7. GitOps Integration with Flux
Flagger is part of the Flux ecosystem. Store your Canary definitions in Git alongside your application manifests. Flux automatically reconciles changes, and Flagger picks up image updates from the Git repository:
# Example Flux HelmRelease for Flagger
apiVersion: helm.toolkit.fluxcd.io/v2beta1
kind: HelmRelease
metadata:
name: flagger
namespace: flagger-system
spec:
interval: 5m
chart:
spec:
chart: flagger
version: 1.33.x
sourceRef:
kind: HelmRepository
name: flagger
namespace: flagger-system
values:
meshProvider: istio
metricsServer: http://prometheus-kube-prometheus-prometheus.monitoring:9090
8. Monitor Flagger Itself
Flagger exports Prometheus metrics about its own operations. Set up alerts for Flagger failures to know when the canary system itself has issues:
# Sample Prometheus alert rule for Flagger
groups:
- name: flagger-alerts
rules:
- alert: FlaggerRolloutFailed
expr: |
increase(flagger_canary_rollout_failed_total[5m]) > 0
for: 1m
labels:
severity: critical
annotations:
summary: "Flagger canary rollout failed"
description: "Canary {{ $labels.name }} in namespace {{ $labels.namespace }} has failed"

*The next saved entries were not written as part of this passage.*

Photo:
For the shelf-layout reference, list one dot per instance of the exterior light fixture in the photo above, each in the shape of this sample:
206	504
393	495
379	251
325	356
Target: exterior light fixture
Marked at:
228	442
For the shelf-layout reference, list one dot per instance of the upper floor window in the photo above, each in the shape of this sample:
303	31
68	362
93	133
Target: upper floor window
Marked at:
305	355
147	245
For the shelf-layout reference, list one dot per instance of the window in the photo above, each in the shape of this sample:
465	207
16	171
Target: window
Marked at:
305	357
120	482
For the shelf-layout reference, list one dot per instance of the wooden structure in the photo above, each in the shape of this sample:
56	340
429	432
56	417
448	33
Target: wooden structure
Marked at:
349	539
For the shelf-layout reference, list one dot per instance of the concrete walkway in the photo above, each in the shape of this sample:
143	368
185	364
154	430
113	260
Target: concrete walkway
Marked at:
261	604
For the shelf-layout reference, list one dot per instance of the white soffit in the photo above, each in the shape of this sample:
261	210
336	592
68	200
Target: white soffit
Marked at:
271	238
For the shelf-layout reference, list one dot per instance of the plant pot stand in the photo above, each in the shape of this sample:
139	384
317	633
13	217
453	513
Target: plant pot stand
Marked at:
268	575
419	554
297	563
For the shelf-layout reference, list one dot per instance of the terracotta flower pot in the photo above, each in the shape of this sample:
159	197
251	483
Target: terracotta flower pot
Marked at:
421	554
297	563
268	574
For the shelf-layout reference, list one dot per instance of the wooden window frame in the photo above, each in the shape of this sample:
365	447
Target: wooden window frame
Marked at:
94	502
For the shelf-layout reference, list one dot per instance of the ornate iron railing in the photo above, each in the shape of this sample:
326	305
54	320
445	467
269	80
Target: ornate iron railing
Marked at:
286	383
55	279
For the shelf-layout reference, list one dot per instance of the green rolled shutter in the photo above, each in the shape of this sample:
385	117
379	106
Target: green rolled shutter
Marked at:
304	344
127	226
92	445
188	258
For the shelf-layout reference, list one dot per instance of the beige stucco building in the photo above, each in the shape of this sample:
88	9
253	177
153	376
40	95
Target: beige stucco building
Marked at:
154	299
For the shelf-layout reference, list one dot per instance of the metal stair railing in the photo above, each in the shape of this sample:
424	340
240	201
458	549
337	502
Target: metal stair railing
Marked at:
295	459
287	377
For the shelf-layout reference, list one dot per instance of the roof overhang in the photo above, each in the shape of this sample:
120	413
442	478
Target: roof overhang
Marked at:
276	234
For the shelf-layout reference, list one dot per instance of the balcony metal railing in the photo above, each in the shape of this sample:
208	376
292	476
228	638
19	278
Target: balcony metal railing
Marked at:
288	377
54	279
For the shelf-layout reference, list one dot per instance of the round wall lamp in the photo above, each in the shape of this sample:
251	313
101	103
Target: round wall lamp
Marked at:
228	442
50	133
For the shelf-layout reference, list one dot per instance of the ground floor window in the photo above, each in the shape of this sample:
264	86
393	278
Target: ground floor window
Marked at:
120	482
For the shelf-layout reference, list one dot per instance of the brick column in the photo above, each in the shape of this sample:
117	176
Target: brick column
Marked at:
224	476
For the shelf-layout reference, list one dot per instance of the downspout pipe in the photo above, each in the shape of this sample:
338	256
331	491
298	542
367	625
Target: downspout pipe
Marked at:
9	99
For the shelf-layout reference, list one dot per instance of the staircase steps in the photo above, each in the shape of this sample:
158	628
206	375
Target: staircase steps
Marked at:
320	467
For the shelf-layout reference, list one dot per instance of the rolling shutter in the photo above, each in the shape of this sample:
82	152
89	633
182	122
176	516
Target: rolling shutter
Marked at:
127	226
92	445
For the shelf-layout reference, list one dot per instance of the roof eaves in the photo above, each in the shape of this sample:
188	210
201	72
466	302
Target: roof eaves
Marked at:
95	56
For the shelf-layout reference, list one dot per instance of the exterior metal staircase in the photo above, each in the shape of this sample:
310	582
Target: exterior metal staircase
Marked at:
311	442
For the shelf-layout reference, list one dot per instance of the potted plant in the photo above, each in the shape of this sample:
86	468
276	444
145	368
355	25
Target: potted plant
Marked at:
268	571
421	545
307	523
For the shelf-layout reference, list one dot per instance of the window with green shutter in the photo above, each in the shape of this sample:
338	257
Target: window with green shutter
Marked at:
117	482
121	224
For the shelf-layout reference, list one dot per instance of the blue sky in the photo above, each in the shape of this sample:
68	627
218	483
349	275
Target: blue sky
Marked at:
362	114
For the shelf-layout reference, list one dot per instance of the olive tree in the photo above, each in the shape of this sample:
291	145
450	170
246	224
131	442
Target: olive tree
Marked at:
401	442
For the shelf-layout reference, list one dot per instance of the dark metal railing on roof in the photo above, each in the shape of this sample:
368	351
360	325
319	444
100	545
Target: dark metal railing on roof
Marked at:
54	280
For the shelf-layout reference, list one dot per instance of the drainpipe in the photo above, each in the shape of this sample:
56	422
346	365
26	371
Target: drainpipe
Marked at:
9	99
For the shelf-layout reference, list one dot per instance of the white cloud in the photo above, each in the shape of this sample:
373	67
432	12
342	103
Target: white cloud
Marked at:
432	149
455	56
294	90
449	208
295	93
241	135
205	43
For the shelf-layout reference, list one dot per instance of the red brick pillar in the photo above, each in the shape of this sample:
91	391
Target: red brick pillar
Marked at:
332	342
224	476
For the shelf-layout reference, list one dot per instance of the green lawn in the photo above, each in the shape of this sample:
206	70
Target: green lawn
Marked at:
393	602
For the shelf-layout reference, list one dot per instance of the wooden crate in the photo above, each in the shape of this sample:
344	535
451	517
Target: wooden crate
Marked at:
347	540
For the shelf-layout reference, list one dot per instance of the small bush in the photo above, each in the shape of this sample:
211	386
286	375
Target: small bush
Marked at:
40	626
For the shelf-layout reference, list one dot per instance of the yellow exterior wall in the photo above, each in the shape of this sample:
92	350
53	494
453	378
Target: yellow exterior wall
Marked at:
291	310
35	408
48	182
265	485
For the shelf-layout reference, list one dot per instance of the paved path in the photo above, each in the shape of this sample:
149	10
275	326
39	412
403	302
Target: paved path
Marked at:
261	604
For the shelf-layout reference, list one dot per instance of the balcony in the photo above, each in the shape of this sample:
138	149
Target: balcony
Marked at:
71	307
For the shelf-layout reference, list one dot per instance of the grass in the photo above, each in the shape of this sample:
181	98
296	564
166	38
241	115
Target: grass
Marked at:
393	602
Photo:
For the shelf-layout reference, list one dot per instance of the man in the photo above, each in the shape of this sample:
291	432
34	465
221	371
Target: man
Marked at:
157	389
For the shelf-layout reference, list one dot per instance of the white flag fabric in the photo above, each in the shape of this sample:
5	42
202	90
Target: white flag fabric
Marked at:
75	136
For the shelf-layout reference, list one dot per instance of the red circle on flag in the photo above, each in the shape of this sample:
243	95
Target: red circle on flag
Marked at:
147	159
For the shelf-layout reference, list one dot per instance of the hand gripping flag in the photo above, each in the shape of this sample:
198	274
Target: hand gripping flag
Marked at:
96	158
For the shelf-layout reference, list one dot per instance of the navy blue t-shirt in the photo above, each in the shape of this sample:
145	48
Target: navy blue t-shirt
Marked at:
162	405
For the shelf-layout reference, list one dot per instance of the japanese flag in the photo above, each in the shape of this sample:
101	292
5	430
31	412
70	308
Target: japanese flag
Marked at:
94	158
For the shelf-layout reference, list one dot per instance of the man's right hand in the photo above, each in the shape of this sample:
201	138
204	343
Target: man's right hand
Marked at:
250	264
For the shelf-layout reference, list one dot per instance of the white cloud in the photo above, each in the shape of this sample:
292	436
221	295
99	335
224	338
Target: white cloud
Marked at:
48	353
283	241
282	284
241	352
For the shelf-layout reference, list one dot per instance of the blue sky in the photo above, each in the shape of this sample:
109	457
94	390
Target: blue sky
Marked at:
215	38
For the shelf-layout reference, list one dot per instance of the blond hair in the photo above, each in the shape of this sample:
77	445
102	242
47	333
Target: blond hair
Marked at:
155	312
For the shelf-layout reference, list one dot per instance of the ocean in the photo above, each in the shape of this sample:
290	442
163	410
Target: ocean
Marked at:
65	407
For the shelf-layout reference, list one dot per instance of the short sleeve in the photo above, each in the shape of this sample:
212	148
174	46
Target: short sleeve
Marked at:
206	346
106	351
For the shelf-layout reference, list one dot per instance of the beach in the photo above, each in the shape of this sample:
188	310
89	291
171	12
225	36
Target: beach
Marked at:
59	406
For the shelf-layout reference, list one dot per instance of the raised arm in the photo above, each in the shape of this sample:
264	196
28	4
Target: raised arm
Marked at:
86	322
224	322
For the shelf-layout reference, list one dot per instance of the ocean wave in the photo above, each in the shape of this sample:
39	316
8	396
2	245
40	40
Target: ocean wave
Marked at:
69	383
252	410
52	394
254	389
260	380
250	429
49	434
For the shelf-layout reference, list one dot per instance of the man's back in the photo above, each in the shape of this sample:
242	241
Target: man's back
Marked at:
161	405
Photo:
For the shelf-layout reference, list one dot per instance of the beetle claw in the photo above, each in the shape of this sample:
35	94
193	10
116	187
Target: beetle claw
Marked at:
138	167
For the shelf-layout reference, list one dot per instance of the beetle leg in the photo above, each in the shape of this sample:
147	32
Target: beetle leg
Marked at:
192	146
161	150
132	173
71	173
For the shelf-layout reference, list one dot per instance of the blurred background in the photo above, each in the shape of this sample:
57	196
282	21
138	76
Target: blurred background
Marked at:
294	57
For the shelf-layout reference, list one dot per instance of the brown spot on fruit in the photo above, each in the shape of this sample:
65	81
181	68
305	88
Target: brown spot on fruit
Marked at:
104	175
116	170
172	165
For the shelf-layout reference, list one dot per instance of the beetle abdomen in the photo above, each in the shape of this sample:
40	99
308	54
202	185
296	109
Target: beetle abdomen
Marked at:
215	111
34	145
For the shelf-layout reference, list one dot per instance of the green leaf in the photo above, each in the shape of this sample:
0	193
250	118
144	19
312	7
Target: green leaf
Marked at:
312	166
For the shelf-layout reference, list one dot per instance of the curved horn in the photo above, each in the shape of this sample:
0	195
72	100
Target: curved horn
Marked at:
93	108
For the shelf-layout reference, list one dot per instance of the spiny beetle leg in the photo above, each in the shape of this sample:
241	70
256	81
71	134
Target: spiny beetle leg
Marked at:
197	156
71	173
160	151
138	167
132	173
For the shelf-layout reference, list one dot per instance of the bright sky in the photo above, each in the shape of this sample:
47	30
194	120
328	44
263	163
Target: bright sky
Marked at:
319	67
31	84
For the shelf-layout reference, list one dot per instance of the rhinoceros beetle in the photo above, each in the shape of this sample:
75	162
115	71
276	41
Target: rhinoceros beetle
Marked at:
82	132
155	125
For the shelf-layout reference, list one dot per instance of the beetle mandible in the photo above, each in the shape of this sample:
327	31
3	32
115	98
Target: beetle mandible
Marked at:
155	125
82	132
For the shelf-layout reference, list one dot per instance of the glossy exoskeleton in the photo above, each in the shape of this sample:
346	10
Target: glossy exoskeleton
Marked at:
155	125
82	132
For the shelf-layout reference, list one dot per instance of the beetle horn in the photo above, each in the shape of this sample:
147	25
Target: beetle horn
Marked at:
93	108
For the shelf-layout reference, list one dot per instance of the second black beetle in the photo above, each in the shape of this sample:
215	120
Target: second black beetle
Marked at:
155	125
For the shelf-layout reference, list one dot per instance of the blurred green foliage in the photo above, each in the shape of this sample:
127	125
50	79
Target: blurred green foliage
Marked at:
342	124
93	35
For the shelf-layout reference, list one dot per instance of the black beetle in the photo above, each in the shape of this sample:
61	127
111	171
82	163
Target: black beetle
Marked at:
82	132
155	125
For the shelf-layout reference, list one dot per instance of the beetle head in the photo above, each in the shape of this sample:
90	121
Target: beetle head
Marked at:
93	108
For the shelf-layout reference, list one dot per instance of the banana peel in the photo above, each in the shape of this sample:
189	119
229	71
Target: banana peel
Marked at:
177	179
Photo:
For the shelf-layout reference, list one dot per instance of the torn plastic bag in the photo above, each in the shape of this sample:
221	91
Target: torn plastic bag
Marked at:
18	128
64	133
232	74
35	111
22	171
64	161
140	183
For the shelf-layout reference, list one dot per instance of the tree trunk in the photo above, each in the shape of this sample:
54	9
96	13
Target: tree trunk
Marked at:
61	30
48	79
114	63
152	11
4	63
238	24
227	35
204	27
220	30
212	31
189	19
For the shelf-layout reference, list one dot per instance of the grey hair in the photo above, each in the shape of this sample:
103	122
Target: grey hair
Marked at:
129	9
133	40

- alert: FlaggerControllerDown
expr: |
up{job="flagger"} == 0
for: 5m
labels:
severity: critical
annotations:
summary: "Flagger controller is not running"
Troubleshooting Common Issues
Canary Stuck in Progress
If a canary remains in "Progressing" phase indefinitely, check:
# Check the Canary resource events
kubectl describe canary myapp -n canary-demo
# Verify Prometheus connectivity
kubectl logs -n flagger-system -l app.kubernetes.io/name=flagger | grep -i prometheus
# Check if the VirtualService was created
kubectl get virtualservices.networking.istio.io -n canary-demo
# Ensure the canary deployment exists and pods are running
kubectl get pods -n canary-demo -l app=myapp
Metric Queries Returning No Data
Test your Prometheus queries directly in the Prometheus UI before adding them to a Canary resource. Ensure namespace and service name filters match exactly:
# Port-forward Prometheus to test queries
kubectl port-forward -n monitoring svc/prometheus-kube-prometheus-prometheus 9090:9090
# In another terminal, test your query
curl -s 'http://localhost:9090/api/v1/query?query=sum(rate(istio_requests_total{destination_service_namespace="canary-demo"}[1m]))' | jq
Traffic Not Shifting
Verify that your service mesh is correctly configured and the gateway exists:
# For Istio, check the gateway
kubectl get gateway -n istio-system
# Verify sidecar injection
kubectl get pods -n canary-demo -o json | jq '.items[].spec.containers[].name' | grep istio-proxy
# Check DestinationRule weights
kubectl get destinationrules.networking.istio.io -n canary-demo -o yaml | grep -A 10 "weight"
Conclusion
Flagger transforms Kubernetes deployments from a binary pass/fail operation into a graduated, metric-driven progressive delivery pipeline. By integrating with your service mesh and monitoring stack, Flagger automates the most critical phase of software delivery—validating new versions against real traffic—while providing safety nets through automatic rollback. The combination of customizable metric thresholds, flexible traffic step weights, and webhook-driven testing gates gives teams confidence to deploy frequently without sacrificing reliability. Whether you use Istio, Linkerd, NGINX, or another provider, Flagger's consistent Canary resource model means you define your deployment strategy once and apply it across your entire service fleet. Start with conservative thresholds and step weights, build robust pre-rollout testing webhooks, and integrate Flagger into your GitOps workflow for a complete progressive delivery system that keeps your users safe while accelerating your release velocity.